Greening of the beaches is not the only manifestation of the excess nutrients entering the sea. Red is becoming the norm for the color of inshore seawater in the form of red tides. Red tide is the name given to surface blooms of, usually single-celled, algae (as opposed to the filamentous algae found on beaches) in response to the availability of excess nutrients. In the Philippines, for example, there was no record of red tide until 1983, when there were a number of fatalities from eating shellfish contaminated by the red tide organisms in Manila Bay.

The second occurrence was 4 years later, when it was also found further north as well, and since then red tides have become an seasonal appearance throughout much of the country, necessitating bans on shellfish harvesting and big economic losses. It is hard not to see a relationship between the increase in red tides and the rising level of coastal development, along with coastal population increases.

Economic costs of polluted beaches are hard to find. However, when the Philippines DENR first stated that Boracay’s waters were polluted in 1997, tourist arrivals there that year dropped by 7.6%, from 163,727 in 1996 to 151,264, and fell further in 1998 by another 10% to 135,944.

Nevertheless, arrivals to Boracay increased steadily since then to 1,363,601 foreign (45%) and domestic (55%) tourists in 2013—ten times more than in 1998. Boracay tourism receipts in 2013 totaled P25 billion (about US$600 million). The stakes are therefore high for Boracay and similar beaches. Should there be more adverse news on Boracay, declines in arrivals similar to those in the late 1990s would now mean an annual loss of more than $100 million.

The direct contribution of all travel and tourism to the Philippine economy is 4.2% of the country’s gross domestic product (GDP). In Thailand, where beaches are also prominent tourist destinations, estimates of tourism’s direct contribution are even higher, ranging between 9% and 16% of GDP in 2014, according to the World Travel and Tourism Council.

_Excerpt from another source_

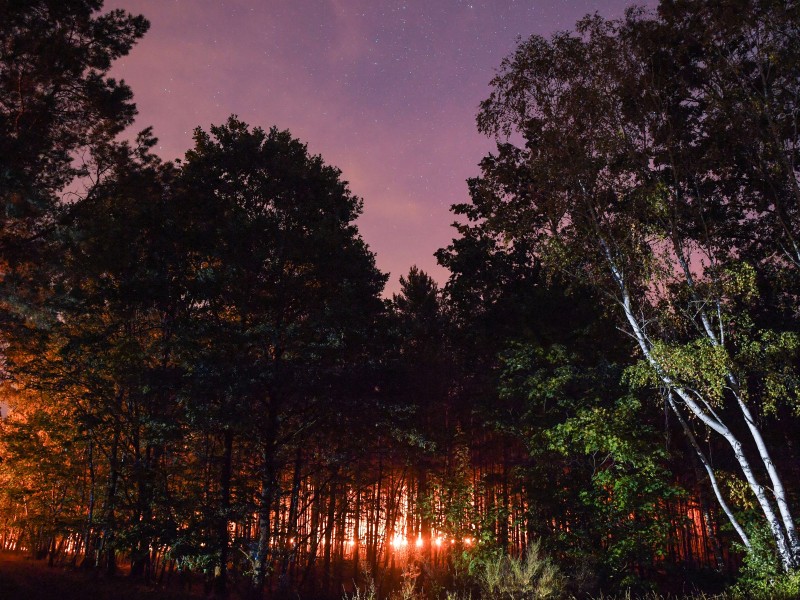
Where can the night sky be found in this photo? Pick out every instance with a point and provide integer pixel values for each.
(385, 90)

With all these aesthetic, economic and health reasons to maintain the beauty of beaches, why then are they not kept scrupulously and proudly clean? The answer lies mainly in the opportunism of private business to make quick profits in the short term and the failure of government to put into practice long-term strategies to prevent businesses from harming the goods they promote.
Green beaches can become white again.

The processes are not irreversible. Commitment and transparent, fully implemented regulations are all it needs.